Could you please be more precise. Why is your approach incorrect? What exactly are you trying to achieve? For example, I don’t understand how you can have shocks to expectations in deterministic perfect foresight models.
Ok. I’m trying to compute the perfect-foresight equilibrium path of different variables (among which there is inflation) because I have to replicate the results of a working paper. There is a shock to inflation modeled as an initial value of pi below the target rate (i.e. 2%). I think this model is deterministic, otherwise I don’t know how they could include in the model occasionally binding constraints, such as DNWR or the ZLB in the Taylor rule (by the way, there is no problem in doing that in such a context, isn’t there ?) and they explicitly say that the set of perfect-foresight equilibrium conditions involves only deterministic sequences. So we are not talking about expected inflation but inflation itself. Thanks.
We are getting closer. As documented in the manual, you can only set exogenous variables or endogenous states. Inflation typically is not a state in our models. So there must be some trick like a negative cost-push shock or something like this that makes inflation be below steady state at time 0.
Yes, there must be. However, in the simple model they present it seems taht there is no cost-push shock. I don’t know whether they are implicitly considering the usual NKPC p_t=betaE_t p_t+1+kx_t +u_t. If this is the case, I only have to shock u_t, including inflation in var, right ?
In case you are interested, the model I am talking about is from the wp of Schmitt-Grohé and Uribe (2013). I am trying to replicate it as part of the learning process.

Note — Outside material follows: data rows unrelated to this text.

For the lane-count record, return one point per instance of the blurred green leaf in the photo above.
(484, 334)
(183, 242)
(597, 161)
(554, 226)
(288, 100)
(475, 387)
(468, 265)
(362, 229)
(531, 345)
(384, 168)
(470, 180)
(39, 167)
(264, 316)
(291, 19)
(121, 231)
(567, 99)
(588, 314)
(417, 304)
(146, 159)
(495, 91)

No, they are not considering the NKPC, because the parameter k is not calibrated, so there must be another trick.
What could make the inflation rate be below the target at period 0 if it’s not a cost push shock ?
Which of the SGU 2013 papers are you talking about?
It’s “The Making of a Great Contraction…”, a working paper.
I only had a quick look at the paper, but it seems to allow for multiple equilibria and thus for confidence shocks that are not determined within the model as they are “sunspot” shocks.
It’s true, there are 2 nonstochastic steady states. So, how would you model this confidence shock ? Using the usual NKPC I would shock u, but here I cannot write this equation since I want the dynamics of the original nonlinear model. I’m a bit confused and I don’t know how to proceed.
As I said, I don’t know. But if there are sunspot shocks, you cannot proceed as in the usual case where everything is determinate. In this case, there is something outside of the model you need to specify. I have no idea what exactly they did there, but also I don’t have the time to deeply look at this. But you could ask them for their code.
OK, thank you for your useful comments, but I don’t think they will provide the code.